Gotcha. Oddly enough you never really heard much commentary on his kit, but this year people are talking about it and some even saying he stole it from the movie. So wanted to see.


----------



## Sylint (Jul 27, 2009)

Creakyknees said:


> Zabriskie will win.


I hope so. Garmin is going to do their best to blow up the field on Baldy so it's either DZ or Talansky if Zabriskie can't hang on.


----------



## new2rd (Aug 8, 2010)

I see Garmin trying to create some chaos with the peleton and getting two of their top 3 riders out in front.. it will be tough since I don't see just one of the contenders getting away from everyone.


----------



## MTBAlex (Jul 24, 2006)

With, why is nbcsports still showing the Preakness crap and not ToC?


----------



## coop (Jun 8, 2008)

Great race today, props to the winner, nice to see him come back the way he has.
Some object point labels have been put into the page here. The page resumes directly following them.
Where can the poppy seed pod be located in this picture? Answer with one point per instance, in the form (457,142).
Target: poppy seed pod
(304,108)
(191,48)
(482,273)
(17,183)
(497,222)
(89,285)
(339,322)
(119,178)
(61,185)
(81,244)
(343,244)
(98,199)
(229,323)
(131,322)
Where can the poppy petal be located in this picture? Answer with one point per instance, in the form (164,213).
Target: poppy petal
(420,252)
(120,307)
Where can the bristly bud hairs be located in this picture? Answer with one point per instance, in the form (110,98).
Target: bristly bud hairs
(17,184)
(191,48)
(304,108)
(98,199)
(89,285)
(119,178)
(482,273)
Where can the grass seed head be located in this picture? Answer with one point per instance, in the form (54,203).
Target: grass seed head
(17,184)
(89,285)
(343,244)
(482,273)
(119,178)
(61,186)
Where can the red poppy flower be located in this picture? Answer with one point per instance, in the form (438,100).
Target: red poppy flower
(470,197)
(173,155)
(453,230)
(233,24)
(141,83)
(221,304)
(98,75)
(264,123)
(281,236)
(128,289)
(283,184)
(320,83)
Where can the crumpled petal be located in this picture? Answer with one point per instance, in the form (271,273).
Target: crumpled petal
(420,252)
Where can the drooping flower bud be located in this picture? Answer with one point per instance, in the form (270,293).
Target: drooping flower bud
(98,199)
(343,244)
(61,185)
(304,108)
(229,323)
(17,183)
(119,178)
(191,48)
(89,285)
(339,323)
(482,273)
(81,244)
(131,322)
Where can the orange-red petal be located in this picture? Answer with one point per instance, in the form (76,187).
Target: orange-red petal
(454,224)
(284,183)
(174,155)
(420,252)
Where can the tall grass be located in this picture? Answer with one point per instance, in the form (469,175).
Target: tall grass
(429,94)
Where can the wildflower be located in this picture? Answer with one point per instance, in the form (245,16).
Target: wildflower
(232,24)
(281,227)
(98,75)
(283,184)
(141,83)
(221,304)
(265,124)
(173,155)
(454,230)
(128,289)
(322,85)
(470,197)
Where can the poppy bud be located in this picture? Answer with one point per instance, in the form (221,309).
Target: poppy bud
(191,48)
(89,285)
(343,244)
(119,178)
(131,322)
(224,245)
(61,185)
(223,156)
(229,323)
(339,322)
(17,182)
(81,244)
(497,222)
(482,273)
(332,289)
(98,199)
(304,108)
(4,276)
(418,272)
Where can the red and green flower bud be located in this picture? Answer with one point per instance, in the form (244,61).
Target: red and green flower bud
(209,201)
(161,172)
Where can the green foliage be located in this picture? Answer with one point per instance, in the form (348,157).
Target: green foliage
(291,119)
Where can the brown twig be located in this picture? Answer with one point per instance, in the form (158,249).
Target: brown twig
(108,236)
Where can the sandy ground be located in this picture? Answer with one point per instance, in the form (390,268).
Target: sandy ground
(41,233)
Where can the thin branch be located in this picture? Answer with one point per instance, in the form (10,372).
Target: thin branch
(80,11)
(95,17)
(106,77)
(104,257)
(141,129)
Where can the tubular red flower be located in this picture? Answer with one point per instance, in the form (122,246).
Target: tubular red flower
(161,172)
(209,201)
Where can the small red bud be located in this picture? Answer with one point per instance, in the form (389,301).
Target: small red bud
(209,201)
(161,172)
Good to see the other guy climb well, was hoping more from the one guy, but when it's not there, it's not there! New talent was very impressive, ahh, Columbia, if you just didn't have such a bad rap. Just in case nobody wanted a spoiler!


----------



## davidka (Dec 12, 2001)

MTBAlex said:


> With, why is nbcsports still showing the Preakness crap and not ToC?


Because they can collect more $$ for advertising during a horse race than a cycling race in the US. Same is true of fishing shows, rodeos, dog shows...


----------